Re: La frontière entre historique et genre de l'imaginaire

Posté : lun. janv. 27, 2020 8:26 pm
par HervéFiori
En ce qui me concerne, je suis en plein travail de réécriture d'un premier jet qui est pile dans cette problématique : c'est une uchronie qui se déroule dans l'Antiquité. Dans le récit, il y a une sorcière qui en veut à la reine du Royaume de Koush et use de magie noire pour parvenir à ses fins, alors je crois qu'on peut parler de fantastique. Bon courage pour ton roman, Cleo Muceignet :)
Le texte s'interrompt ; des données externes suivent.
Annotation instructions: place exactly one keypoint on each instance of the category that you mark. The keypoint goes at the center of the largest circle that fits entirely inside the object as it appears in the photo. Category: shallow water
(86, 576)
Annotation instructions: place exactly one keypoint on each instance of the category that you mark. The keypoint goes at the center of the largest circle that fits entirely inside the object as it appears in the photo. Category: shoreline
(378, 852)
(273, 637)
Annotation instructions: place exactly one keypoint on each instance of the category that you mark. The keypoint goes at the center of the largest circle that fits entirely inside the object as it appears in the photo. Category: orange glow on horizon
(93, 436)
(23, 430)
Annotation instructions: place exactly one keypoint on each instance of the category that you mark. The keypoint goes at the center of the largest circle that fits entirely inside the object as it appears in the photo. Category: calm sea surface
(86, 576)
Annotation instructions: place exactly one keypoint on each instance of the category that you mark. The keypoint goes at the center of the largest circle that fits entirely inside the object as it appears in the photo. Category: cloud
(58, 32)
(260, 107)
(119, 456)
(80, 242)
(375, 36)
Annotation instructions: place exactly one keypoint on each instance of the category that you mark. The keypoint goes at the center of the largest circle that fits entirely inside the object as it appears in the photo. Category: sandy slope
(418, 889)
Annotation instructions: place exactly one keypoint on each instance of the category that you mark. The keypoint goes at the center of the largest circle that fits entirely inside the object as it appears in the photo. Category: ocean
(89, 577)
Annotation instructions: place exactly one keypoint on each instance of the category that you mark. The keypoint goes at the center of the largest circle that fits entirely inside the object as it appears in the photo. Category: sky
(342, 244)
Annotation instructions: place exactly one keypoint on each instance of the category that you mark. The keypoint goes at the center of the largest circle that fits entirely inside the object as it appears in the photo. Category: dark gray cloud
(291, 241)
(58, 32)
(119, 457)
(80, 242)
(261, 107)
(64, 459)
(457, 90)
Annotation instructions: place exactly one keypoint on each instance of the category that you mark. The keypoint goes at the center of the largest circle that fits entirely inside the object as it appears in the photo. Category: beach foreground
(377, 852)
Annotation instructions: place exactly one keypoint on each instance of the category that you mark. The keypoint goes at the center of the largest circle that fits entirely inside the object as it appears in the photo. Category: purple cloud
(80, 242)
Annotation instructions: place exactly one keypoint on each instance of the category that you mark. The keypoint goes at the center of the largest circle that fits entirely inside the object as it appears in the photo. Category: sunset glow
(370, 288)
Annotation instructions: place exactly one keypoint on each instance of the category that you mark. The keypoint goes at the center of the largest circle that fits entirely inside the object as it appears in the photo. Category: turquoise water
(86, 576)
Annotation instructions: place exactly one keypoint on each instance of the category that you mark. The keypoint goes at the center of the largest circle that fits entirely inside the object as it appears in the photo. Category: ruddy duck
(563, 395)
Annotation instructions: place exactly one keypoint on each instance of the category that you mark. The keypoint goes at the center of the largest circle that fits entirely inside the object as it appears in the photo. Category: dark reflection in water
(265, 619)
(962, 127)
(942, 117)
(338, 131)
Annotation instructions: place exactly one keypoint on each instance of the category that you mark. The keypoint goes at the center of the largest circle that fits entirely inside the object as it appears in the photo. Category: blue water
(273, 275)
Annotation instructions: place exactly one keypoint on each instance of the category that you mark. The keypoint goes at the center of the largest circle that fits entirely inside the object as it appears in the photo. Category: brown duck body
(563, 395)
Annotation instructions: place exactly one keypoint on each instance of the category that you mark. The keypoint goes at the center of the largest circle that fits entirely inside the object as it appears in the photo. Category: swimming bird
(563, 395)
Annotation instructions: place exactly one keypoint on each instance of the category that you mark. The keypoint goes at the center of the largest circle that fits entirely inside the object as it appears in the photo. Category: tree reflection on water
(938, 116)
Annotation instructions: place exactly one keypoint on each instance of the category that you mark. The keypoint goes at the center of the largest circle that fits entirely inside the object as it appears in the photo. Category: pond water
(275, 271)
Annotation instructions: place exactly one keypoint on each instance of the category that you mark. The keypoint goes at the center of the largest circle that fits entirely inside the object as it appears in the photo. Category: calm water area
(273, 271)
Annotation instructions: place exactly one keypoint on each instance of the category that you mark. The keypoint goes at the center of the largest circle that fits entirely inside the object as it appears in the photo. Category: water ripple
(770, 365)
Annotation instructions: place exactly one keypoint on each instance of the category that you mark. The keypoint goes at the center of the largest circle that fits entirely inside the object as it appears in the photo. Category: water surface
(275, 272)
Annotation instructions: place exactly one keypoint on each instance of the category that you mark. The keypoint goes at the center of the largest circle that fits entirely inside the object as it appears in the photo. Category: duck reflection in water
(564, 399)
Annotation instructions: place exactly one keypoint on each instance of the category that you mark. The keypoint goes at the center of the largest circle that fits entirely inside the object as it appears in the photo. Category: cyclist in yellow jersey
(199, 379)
Re: La frontière entre historique et genre de l'imaginaire

Posté : dim. févr. 02, 2020 10:43 am
par Ifuldrita
Le sujet date un peu mais comme je suis en plein dedans, et que je n'ai pas vu l'exemple, j'ai eu envie de poster :)
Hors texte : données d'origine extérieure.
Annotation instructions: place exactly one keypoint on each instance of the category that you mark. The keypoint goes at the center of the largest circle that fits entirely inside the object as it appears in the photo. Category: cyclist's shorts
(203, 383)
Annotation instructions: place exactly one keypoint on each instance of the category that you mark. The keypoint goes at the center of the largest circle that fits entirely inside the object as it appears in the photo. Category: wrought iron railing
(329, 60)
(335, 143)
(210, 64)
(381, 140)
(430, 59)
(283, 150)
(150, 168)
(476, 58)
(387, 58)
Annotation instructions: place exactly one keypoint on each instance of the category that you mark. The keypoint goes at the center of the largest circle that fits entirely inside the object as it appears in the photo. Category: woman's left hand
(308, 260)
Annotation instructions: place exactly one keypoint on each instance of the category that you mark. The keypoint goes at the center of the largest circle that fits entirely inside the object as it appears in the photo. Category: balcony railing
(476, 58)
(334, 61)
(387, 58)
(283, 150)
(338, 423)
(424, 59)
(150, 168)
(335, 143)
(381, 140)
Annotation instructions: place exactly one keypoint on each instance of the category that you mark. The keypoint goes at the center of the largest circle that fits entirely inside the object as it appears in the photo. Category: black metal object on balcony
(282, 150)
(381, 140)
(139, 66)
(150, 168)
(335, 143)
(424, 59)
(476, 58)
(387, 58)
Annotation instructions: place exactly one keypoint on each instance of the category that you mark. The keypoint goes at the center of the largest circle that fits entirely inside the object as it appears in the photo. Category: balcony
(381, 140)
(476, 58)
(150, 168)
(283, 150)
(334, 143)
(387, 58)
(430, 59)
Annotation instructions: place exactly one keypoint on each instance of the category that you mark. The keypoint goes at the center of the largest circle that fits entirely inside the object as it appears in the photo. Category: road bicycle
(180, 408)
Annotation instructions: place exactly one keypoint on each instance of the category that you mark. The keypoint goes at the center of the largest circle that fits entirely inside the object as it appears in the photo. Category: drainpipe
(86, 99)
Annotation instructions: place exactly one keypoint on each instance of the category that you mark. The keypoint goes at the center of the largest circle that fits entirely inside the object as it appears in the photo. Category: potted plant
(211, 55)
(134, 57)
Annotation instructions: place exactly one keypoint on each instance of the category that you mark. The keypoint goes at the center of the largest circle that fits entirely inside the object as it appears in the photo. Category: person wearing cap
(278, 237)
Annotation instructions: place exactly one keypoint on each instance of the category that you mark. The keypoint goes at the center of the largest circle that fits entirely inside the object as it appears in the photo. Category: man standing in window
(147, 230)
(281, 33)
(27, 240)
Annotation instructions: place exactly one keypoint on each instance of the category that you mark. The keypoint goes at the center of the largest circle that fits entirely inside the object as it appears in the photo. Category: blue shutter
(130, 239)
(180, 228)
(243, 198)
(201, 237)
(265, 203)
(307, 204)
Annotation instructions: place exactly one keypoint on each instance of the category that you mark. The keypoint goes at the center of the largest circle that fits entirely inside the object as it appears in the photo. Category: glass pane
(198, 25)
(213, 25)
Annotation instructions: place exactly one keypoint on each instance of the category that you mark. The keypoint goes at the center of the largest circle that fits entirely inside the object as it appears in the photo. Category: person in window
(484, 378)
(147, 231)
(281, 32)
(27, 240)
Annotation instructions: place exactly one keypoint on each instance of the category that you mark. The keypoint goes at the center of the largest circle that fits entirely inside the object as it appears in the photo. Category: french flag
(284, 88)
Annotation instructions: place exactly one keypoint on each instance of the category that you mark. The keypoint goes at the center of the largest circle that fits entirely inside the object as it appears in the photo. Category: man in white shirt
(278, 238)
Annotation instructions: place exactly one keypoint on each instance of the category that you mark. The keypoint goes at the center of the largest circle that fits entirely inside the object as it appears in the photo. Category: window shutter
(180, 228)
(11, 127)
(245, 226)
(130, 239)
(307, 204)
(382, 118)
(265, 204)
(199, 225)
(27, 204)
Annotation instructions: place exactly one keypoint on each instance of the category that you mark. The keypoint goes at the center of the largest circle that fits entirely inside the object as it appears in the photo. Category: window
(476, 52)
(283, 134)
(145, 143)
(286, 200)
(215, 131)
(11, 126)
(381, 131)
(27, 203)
Je dirai que ça dépend si tu poses la question pour "l'art" en lui-même, et dans ce cas je suis tout à fait d'accord avec les avis qui ont été donnés plus haut.
Si par contre tu te poses la question par rapport à dans quelle "case éditoriale" rentrer (par exemple parce que tu voudrais envoyer ta nouvelle à des éditeurs, et donc qu'il te faudrait cibler lesquels), dans ce cas je pense que les deux sont possibles : un éditeur de blanche y verra le côté historique (et la réalité de ces superstitions à cette époque), un éditeur d'imaginaire y verra le côté magie.

Je suis certaine d'avoir lu ce genre de fiction en blanche, mais ma mémoire me joue des tours car ça fait des années que je n'en lis plus.
Par contre en fantasy j'ai un exemple très actuel : à mon avis, c'est très exactement le positionnement du cycle Rois du monde, de JP Jaworski (en tous cas pour les 2 ou 3 premiers tomes que j'ai lus). On est dans un contexte rigoureusement historique (enfin pour le peu que j'en sache), et les personnages croient dur comme fer à la magie. Mais en tant que lecteur du 20ème siècle, on ne sait pas si cette magie est réelle ou non.
Si ce cycle est positionné comme fantasy dans les cases littéraires, ce n'est à mon avis pas à cause de ce critère (ou cette absence de critère).